I've been away from SmartThings for a few years now, on Home Assistant... worth coming back?

Hi all,

As the title indicates – I’ve been on Home Assistant for some time and it works, albeit with some little challenges here and there. It works well, I enjoy the location services, etc. I pay the Nabu Casa cost monthly to engage with Alexa as well, which again – also works well.

However, it does tend to flake a little with devices. I have pretty simple devices set up, some ZigBee, and soon to be ZWave (Inovelli switches), and a few WiFi switches (Kasa).

My biggest issue right now has always been the same – local control and speed. I left SmartThings when the server went down one too many times, and while some of the features of having an online connection are great – the reliability is important to me.

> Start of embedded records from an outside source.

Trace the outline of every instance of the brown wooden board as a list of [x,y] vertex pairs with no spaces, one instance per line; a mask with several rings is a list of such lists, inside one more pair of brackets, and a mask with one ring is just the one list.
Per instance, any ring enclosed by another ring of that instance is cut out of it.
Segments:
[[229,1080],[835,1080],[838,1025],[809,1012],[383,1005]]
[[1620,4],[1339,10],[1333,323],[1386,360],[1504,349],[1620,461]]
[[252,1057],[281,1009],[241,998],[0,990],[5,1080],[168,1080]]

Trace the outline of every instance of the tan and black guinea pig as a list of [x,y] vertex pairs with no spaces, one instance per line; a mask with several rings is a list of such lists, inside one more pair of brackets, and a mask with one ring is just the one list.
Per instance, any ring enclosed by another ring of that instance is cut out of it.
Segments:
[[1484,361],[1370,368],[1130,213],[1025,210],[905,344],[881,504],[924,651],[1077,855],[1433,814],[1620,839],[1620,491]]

Appreciate folks thoughts, I know local control is coming/here(??) but am curious as to the state of it from a usable perspective.

Thanks!

Too soon to tell. The local part of the new platform, called SmartThings Edge, is still in developer beta. There are some community members working with it, but still a lot of glitches and still a lot of features not yet finished. It feels like a good direction, particularly when combined with some amount of support for Matter, but as always, QOS will depend on small details of what’s actually delivered.

See the announcements section of the forum for the official announcements,

and the following topics for discussion of Edge.

https://community.smartthings.com/tag/edge-device

As far as reliability, it’s about the same as it’s always been: not everything gets posted to the status page, but there is typically a platform level issue every two or three weeks. Each individual issue won’t affect every user every time, and some are worse than others, but it’s often enough that whenever there’s a problem, most people assume it is a platform issue. that may change with Edge or it may not, but as long as they can continue to force send hub updates without giving customers a means to defer or deny them, there are likely going to be some stability issues. :thinking:

https://status.smartthings.com/

As an example of something that doesn’t make it to the status page, something recently changed in how button capabilities are displayed in the app, with many people reporting that buttons now list eight or 10 or even 12 possible actions which don’t actually work and make the UI very cluttered and confusing. Nothing about that hit the status page, even though it’s a known issue.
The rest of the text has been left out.